Nico Ortega

Computing / Cybersecurity

Cybersecurity’s insidious new threat: workforce stress

This week’s Black Hat event will highlight job-related stress and mental health issues in the cyber workforce.

Aug 7, 2018

The thousands of cybersecurity professionals gathering at Black Hat, a massive conference held in the blistering heat of Las Vegas every summer, are encountering a different type of session this year. A new “community” track is offering talks on a range of workplace issues facing defenders battling to protect the world from a hacking onslaught.

With titles like “Mental Health Hacks: Fighting Burnout, Depression and Suicide in the Hacker Community” and “Holding on for Tonight: Addiction in Infosec,” several of the sessions will address pressures on security teams and the negative impact these can have on workers’ wellbeing.
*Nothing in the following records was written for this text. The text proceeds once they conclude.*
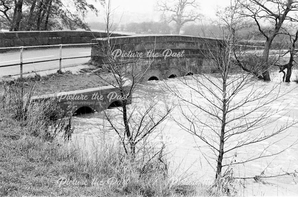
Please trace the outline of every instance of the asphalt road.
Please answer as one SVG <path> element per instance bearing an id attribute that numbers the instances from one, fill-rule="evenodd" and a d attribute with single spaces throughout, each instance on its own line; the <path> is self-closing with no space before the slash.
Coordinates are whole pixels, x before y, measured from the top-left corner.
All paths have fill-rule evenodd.
<path id="1" fill-rule="evenodd" d="M 58 47 L 24 49 L 23 62 L 24 63 L 58 59 L 59 53 Z M 62 48 L 62 58 L 88 56 L 91 55 L 91 47 Z M 20 53 L 19 51 L 0 53 L 0 66 L 19 63 L 20 58 Z M 63 60 L 62 67 L 63 68 L 82 65 L 86 63 L 90 59 L 90 58 L 85 58 Z M 19 65 L 8 67 L 0 67 L 0 77 L 19 74 L 20 67 Z M 24 74 L 42 70 L 58 69 L 59 68 L 58 60 L 24 64 L 23 66 L 23 73 Z"/>

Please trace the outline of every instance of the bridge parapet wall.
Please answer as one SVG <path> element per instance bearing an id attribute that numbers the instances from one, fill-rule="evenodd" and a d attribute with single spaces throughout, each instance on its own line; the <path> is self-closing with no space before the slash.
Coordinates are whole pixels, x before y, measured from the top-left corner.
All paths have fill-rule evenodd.
<path id="1" fill-rule="evenodd" d="M 111 38 L 111 57 L 116 62 L 125 63 L 136 73 L 145 73 L 143 80 L 152 77 L 159 80 L 174 75 L 180 76 L 210 70 L 206 54 L 212 45 L 220 40 L 178 35 L 142 35 Z M 106 38 L 92 40 L 91 62 L 106 64 Z M 208 46 L 207 47 L 207 45 Z"/>
<path id="2" fill-rule="evenodd" d="M 112 34 L 113 36 L 125 35 Z M 104 38 L 104 32 L 48 31 L 0 32 L 0 47 L 91 43 L 94 38 Z"/>
<path id="3" fill-rule="evenodd" d="M 124 84 L 123 88 L 127 92 L 129 92 L 131 88 L 131 83 L 127 79 Z M 132 95 L 130 95 L 130 99 L 132 96 Z M 69 106 L 74 107 L 74 111 L 84 108 L 100 111 L 108 108 L 113 104 L 120 103 L 123 98 L 118 88 L 109 85 L 35 96 L 31 99 L 33 101 L 37 102 L 54 99 L 58 106 L 66 113 Z"/>

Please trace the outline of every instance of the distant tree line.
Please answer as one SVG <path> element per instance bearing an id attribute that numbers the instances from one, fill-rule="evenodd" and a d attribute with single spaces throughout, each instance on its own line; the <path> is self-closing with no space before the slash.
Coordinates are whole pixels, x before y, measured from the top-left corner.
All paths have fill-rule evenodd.
<path id="1" fill-rule="evenodd" d="M 87 1 L 0 0 L 0 25 L 10 31 L 85 29 L 83 19 L 87 10 L 97 11 Z"/>

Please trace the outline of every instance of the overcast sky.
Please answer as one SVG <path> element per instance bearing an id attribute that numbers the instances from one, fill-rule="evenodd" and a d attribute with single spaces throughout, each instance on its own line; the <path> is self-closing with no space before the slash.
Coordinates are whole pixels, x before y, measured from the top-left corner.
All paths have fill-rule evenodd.
<path id="1" fill-rule="evenodd" d="M 146 17 L 150 20 L 157 21 L 159 20 L 159 15 L 155 10 L 155 5 L 158 0 L 112 0 L 112 6 L 116 8 L 116 12 L 123 13 L 123 18 L 126 14 L 135 13 L 136 15 L 146 15 Z M 200 5 L 200 12 L 205 16 L 207 20 L 215 18 L 215 13 L 217 7 L 224 7 L 227 5 L 229 0 L 197 0 Z M 173 1 L 170 0 L 169 2 Z M 98 7 L 100 6 L 99 4 Z M 102 6 L 101 6 L 102 7 Z M 103 13 L 103 8 L 101 13 Z M 100 20 L 102 16 L 97 18 L 94 15 L 90 14 L 86 19 L 87 21 Z"/>

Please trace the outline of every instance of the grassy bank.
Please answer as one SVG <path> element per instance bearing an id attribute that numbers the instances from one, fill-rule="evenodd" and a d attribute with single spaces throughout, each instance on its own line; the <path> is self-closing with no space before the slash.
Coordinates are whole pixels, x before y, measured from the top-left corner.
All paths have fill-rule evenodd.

“A lot of people in this space feel strongly about wanting to protect their users,” says Jamie Tomasello of Duo Security, who is one of the speakers. “Where this becomes challenging is when people are under sustained high stress. That increases the risk of depression and mental illness.”

The impact on cyber defenders’ lives is deeply concerning, as are the broader implications for security. In spite of a push for greater automation, many tasks in cyber defense are still labor intensive. Workers experiencing mental health issues are more likely to make mistakes and to have performance issues that require colleagues to pick up the slack, increasing the likelihood they will make errors too.

High pressure, high stakes

This matters more than ever as the stakes have risen dramatically in the cybersecurity world. Hackers aren’t just swiping credit card details and digital health records; they’re attacking systems governing power grids, manufacturing facilities, and other sensitive infrastructure.

For sure, workplace stress isn’t unique to cybersecurity. There are plenty of other workers, including first responders, soldiers, and surgeons, who face intense pressure in their jobs. Other IT roles, such as ones involved with keeping key networks and databases up and running, can also be stressful.

But industry insiders say several factors have combined to create a particular problem in cybersecurity. One is the fact that IT systems of all kinds are now pretty much constantly under attack, which means there’s no obvious finish line to the work. “There’s never a downtime. It’s non-stop and every day is a battle,” says Andrea Little Limbago, an executive at cybersecurity firm Endgame who has written about the subject of stress in the cyber workplace.

The speed at which bad guys are innovating also creates unique pressures. “The challenges to keep up are insane,” says Jack Daniel, the co-founder of BSides, another security conference that has highlighted mental health issues.

Labor shortage

To make matters worse, the industry is facing a shortage of skilled workers. According to one estimate, some 300,000 cybersecurity positions in the US alone remain vacant. That means additional work—and pressure—for those covering unfilled roles.

A global survey of 343 cybersecurity executives published in November 2017 by the Enterprise Strategy Group and the Information Systems Security Association found that almost 40 percent of them said that the skills shortage was causing high rates of burnout and staff turnover. “There really is an urgent need for more serious research on this,” says Daniel.

Just getting a baseline from which to measure stress levels in the cyber workforce would be helpful. Two researchers at America’s National Security Agency, Celeste Lyn Paul and Josiah Dykstra, have conducted internal studies at the organization, whose staff often find themselves in stressful situations. They have developed a stress survey that can be used for a one-off study or as an ongoing benchmark. The researchers will be discussing this at Black Hat and say they plan to put it online on August 13 so anyone can access it.

AI to the rescue?

While more empirical evidence would be welcome, companies can already take steps to address stress-related issues by ensuring cyber defenders have regular time off, are encouraged to share any concerns they have over workplace pressure with managers, and are given access to sources of advice and counsel on mental health issues.

Technology could ultimately help improve matters, too. Hordes of cybersecurity software vendors are embracing machine-learning tools as a way to automate more and more tasks. That could eventually take some of the strain off overworked employees, but before that happens at scale many more humans are going to be needed on the cyber front lines.